She laughed as she seated herself—a gay, frank, hearty little laugh—and she spread out her hands with the opening of her fan, as, with her usual vivacious spontaneity, her mood changed.
"Fancy, dear duchesse, the punishment that comes to one who commits the crime of looking young—younger than one ought! My son-in-law, M. de Grignan, actually avows he is in daily terror lest I should give him a father-in-law!"
All three ladies laughed gayly at this absurdity; the subject of Madame de Sévigné's remarrying had come to be a venerable joke now. It had been talked of at court and in society for nearly forty years; but such was the conquering power of her charms that these two friends, her listeners, saw nothing really extravagant in her son-in-law's fear; she was one of those rare women who, even at sixty, continue to suggest the altar rather than the grave. Madame de Kerman was the first to recover her breath after the laughter.
"Dear friend, you might assure him that after a youth and the golden meridian of your years passed in smiling indifference to the sighs of a Prince de Conti, of a Turenne, of a Fouquet, of a Bussy de Rabutin, at sixty it is scarcely likely that—"
"Ah, dear lady at sixty, when one has the complexion and the curls, to say nothing of the eyes of our dear enchantress, a woman is as dangerous as at thirty!" The duchesse's flattery was charmingly put, with just enough vivacity of tone to save it from the charge of insipidity. Madame de Sévigné bowed her curls to her waist.
"Ah, dear duchesse, it isn't age," she retorted, quickly, "that could make me commit follies. It is the fact that that son-in-law of mine actually surrounds me with spies—he keeps me in perpetual surveillance. Such a state of captivity is capable of making me forget everything; I am beginning to develop a positive rage for follies. You know that has been my chief fault—always; discretion has been left out of my composition. But I say now, as I have always said, that if I could manage to live two hundred years, I should become the most delightful person in the world!"

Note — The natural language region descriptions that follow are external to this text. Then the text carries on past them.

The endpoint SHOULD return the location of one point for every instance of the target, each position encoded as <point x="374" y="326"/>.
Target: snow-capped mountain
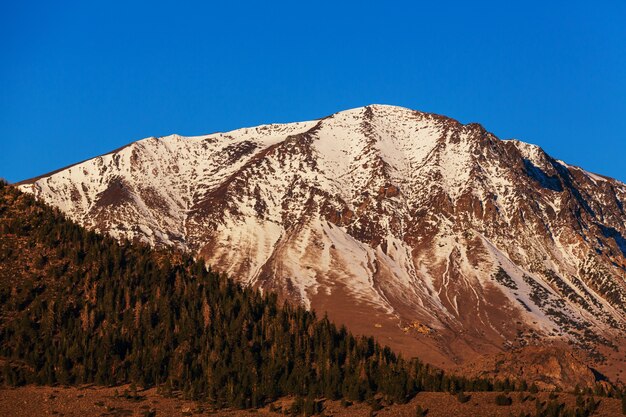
<point x="441" y="239"/>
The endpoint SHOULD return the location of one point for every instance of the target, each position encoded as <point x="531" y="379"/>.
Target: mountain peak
<point x="435" y="234"/>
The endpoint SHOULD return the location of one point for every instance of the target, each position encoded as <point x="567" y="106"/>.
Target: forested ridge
<point x="78" y="307"/>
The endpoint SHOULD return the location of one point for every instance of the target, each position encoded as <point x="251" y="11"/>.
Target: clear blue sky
<point x="78" y="79"/>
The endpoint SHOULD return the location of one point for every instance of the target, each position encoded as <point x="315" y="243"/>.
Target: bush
<point x="502" y="399"/>
<point x="462" y="397"/>
<point x="420" y="412"/>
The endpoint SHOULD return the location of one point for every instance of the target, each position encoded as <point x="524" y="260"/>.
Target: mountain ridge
<point x="381" y="213"/>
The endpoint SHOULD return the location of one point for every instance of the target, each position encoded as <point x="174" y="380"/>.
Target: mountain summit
<point x="437" y="237"/>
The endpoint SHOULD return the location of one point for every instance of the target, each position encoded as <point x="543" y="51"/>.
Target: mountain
<point x="437" y="237"/>
<point x="80" y="308"/>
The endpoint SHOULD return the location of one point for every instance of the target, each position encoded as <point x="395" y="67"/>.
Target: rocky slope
<point x="435" y="236"/>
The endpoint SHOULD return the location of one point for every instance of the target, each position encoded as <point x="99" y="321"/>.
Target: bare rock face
<point x="441" y="239"/>
<point x="548" y="367"/>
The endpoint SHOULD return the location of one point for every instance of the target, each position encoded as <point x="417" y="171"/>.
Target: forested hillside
<point x="77" y="307"/>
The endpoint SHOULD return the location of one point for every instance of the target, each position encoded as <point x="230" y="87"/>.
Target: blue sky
<point x="78" y="79"/>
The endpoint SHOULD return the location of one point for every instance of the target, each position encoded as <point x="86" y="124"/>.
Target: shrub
<point x="502" y="399"/>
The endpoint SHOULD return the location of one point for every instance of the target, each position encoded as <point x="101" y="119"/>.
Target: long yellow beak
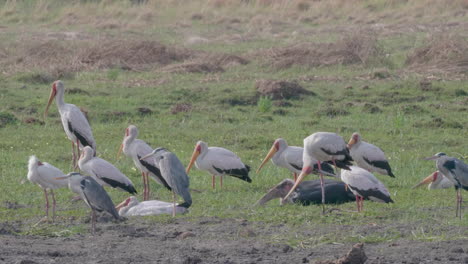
<point x="53" y="92"/>
<point x="192" y="160"/>
<point x="120" y="151"/>
<point x="426" y="180"/>
<point x="351" y="142"/>
<point x="268" y="157"/>
<point x="299" y="179"/>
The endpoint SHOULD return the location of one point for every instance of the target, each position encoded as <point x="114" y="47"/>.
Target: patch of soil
<point x="279" y="90"/>
<point x="355" y="48"/>
<point x="193" y="67"/>
<point x="181" y="107"/>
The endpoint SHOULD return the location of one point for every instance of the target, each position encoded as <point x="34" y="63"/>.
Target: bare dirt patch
<point x="279" y="90"/>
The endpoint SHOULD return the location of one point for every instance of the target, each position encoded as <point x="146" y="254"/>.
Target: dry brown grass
<point x="441" y="54"/>
<point x="356" y="48"/>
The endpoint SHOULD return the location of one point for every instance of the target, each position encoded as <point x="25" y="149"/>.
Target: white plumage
<point x="136" y="149"/>
<point x="132" y="207"/>
<point x="44" y="174"/>
<point x="104" y="172"/>
<point x="368" y="156"/>
<point x="365" y="185"/>
<point x="74" y="122"/>
<point x="218" y="161"/>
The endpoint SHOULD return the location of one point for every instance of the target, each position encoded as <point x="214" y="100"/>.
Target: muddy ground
<point x="209" y="240"/>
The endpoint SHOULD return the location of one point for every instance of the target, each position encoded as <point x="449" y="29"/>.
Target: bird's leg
<point x="53" y="205"/>
<point x="173" y="203"/>
<point x="322" y="187"/>
<point x="47" y="204"/>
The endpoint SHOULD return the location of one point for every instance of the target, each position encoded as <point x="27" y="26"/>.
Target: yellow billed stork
<point x="218" y="161"/>
<point x="136" y="149"/>
<point x="365" y="185"/>
<point x="44" y="174"/>
<point x="74" y="122"/>
<point x="368" y="156"/>
<point x="290" y="157"/>
<point x="104" y="172"/>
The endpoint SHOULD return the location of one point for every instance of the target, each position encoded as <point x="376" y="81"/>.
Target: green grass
<point x="406" y="129"/>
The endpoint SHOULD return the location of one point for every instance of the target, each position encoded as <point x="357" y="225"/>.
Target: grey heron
<point x="136" y="149"/>
<point x="74" y="122"/>
<point x="289" y="157"/>
<point x="93" y="194"/>
<point x="174" y="173"/>
<point x="44" y="174"/>
<point x="218" y="161"/>
<point x="456" y="171"/>
<point x="368" y="156"/>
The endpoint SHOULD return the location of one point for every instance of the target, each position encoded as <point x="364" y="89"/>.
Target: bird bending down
<point x="319" y="147"/>
<point x="368" y="156"/>
<point x="74" y="122"/>
<point x="365" y="185"/>
<point x="218" y="161"/>
<point x="309" y="192"/>
<point x="436" y="180"/>
<point x="174" y="173"/>
<point x="456" y="171"/>
<point x="132" y="207"/>
<point x="44" y="174"/>
<point x="290" y="157"/>
<point x="104" y="172"/>
<point x="92" y="193"/>
<point x="136" y="149"/>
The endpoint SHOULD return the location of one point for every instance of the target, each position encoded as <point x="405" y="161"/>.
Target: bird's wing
<point x="96" y="197"/>
<point x="174" y="173"/>
<point x="79" y="126"/>
<point x="47" y="175"/>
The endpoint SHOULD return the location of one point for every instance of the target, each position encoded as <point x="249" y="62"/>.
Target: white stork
<point x="104" y="172"/>
<point x="92" y="193"/>
<point x="44" y="174"/>
<point x="368" y="156"/>
<point x="132" y="207"/>
<point x="319" y="147"/>
<point x="365" y="185"/>
<point x="136" y="149"/>
<point x="174" y="173"/>
<point x="74" y="122"/>
<point x="436" y="180"/>
<point x="456" y="171"/>
<point x="289" y="157"/>
<point x="218" y="161"/>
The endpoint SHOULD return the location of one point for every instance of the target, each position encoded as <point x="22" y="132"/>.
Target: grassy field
<point x="395" y="71"/>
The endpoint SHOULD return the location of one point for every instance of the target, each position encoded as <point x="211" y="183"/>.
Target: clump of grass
<point x="264" y="104"/>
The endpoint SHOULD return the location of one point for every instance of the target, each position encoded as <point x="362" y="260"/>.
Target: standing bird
<point x="104" y="172"/>
<point x="289" y="157"/>
<point x="132" y="207"/>
<point x="136" y="149"/>
<point x="74" y="122"/>
<point x="456" y="171"/>
<point x="218" y="161"/>
<point x="309" y="192"/>
<point x="44" y="174"/>
<point x="436" y="181"/>
<point x="365" y="185"/>
<point x="174" y="173"/>
<point x="368" y="156"/>
<point x="92" y="193"/>
<point x="323" y="146"/>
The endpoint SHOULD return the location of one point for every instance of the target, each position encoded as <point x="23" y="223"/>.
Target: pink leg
<point x="47" y="204"/>
<point x="53" y="205"/>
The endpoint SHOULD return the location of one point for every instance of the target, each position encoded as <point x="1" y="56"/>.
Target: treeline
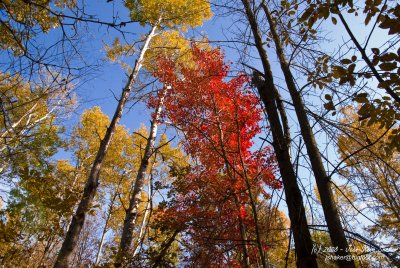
<point x="292" y="161"/>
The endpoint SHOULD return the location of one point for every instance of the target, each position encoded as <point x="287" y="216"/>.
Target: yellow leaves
<point x="174" y="13"/>
<point x="117" y="50"/>
<point x="20" y="16"/>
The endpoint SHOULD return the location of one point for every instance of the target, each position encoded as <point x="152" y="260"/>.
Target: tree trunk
<point x="323" y="184"/>
<point x="143" y="227"/>
<point x="75" y="227"/>
<point x="165" y="248"/>
<point x="269" y="95"/>
<point x="114" y="197"/>
<point x="132" y="211"/>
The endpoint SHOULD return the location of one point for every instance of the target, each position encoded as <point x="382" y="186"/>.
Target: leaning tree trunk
<point x="75" y="227"/>
<point x="269" y="95"/>
<point x="323" y="183"/>
<point x="132" y="211"/>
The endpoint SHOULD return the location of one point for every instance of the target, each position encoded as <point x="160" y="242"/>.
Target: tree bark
<point x="75" y="227"/>
<point x="323" y="184"/>
<point x="166" y="246"/>
<point x="132" y="211"/>
<point x="269" y="95"/>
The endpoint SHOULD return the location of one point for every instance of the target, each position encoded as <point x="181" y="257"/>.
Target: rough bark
<point x="269" y="95"/>
<point x="132" y="211"/>
<point x="323" y="183"/>
<point x="75" y="227"/>
<point x="166" y="246"/>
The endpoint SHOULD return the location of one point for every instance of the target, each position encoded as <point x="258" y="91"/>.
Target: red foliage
<point x="219" y="119"/>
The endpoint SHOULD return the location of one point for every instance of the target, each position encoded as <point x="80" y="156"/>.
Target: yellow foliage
<point x="173" y="13"/>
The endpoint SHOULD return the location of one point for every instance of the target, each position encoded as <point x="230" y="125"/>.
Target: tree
<point x="281" y="142"/>
<point x="158" y="15"/>
<point x="218" y="127"/>
<point x="373" y="171"/>
<point x="328" y="203"/>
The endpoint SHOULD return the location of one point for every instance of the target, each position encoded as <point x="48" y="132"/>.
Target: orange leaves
<point x="219" y="119"/>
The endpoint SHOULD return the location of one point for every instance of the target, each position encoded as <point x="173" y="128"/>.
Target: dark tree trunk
<point x="75" y="227"/>
<point x="132" y="211"/>
<point x="323" y="184"/>
<point x="270" y="96"/>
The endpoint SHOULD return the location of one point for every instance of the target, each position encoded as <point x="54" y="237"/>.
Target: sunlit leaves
<point x="173" y="13"/>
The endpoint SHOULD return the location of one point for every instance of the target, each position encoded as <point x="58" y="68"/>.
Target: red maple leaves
<point x="219" y="119"/>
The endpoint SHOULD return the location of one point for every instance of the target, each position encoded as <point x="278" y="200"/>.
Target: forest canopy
<point x="181" y="133"/>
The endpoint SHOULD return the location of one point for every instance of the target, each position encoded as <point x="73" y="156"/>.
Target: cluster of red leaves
<point x="219" y="119"/>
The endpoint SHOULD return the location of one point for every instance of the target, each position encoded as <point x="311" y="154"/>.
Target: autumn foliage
<point x="219" y="120"/>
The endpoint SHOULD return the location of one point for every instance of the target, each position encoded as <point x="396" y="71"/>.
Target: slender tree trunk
<point x="132" y="211"/>
<point x="165" y="248"/>
<point x="323" y="184"/>
<point x="294" y="200"/>
<point x="75" y="227"/>
<point x="114" y="197"/>
<point x="143" y="226"/>
<point x="242" y="226"/>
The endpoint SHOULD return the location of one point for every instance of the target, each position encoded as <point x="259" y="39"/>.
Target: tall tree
<point x="218" y="128"/>
<point x="323" y="183"/>
<point x="271" y="99"/>
<point x="158" y="15"/>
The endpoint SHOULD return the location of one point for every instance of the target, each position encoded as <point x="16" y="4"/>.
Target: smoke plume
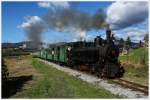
<point x="34" y="26"/>
<point x="74" y="21"/>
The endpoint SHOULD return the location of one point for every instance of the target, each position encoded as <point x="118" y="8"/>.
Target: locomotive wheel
<point x="121" y="72"/>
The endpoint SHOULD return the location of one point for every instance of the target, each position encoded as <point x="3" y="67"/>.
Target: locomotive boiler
<point x="99" y="57"/>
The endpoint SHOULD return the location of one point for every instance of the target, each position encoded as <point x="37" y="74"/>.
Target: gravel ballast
<point x="113" y="88"/>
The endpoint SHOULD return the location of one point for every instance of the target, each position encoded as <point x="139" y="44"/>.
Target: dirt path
<point x="22" y="76"/>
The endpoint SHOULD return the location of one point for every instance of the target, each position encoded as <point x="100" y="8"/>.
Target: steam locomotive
<point x="99" y="57"/>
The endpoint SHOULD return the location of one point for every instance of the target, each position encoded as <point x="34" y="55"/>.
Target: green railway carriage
<point x="43" y="54"/>
<point x="63" y="53"/>
<point x="49" y="54"/>
<point x="55" y="53"/>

She herself was the first to lead in the laughter that followed her outburst; and then the duchesse broke in:
"You talk of defects, dear friend; but reflect what a life yours has been. So surrounded and courted, and yet you were always so guarded; so free, and yet so wise! So gay, and yet so chaste!"
"If you rubbed out all those flattering colors, dear duchesse, and wrote only, 'She worshipped her children, and preferred friends to lovers,' the portrait would be far nearer to the truth. It is easy to be chaste if one has only known one passion in one's life, and that the maternal one!"
Again a change passed over Madame de Sévigné's mobile face; the bantering tone was lost in a note of deep feeling. This gift of sensibility had always been accounted as one of Madame de Sévigné's chief charms; and now, at sixty, she was as completely the victim of her moods as in her earlier youth.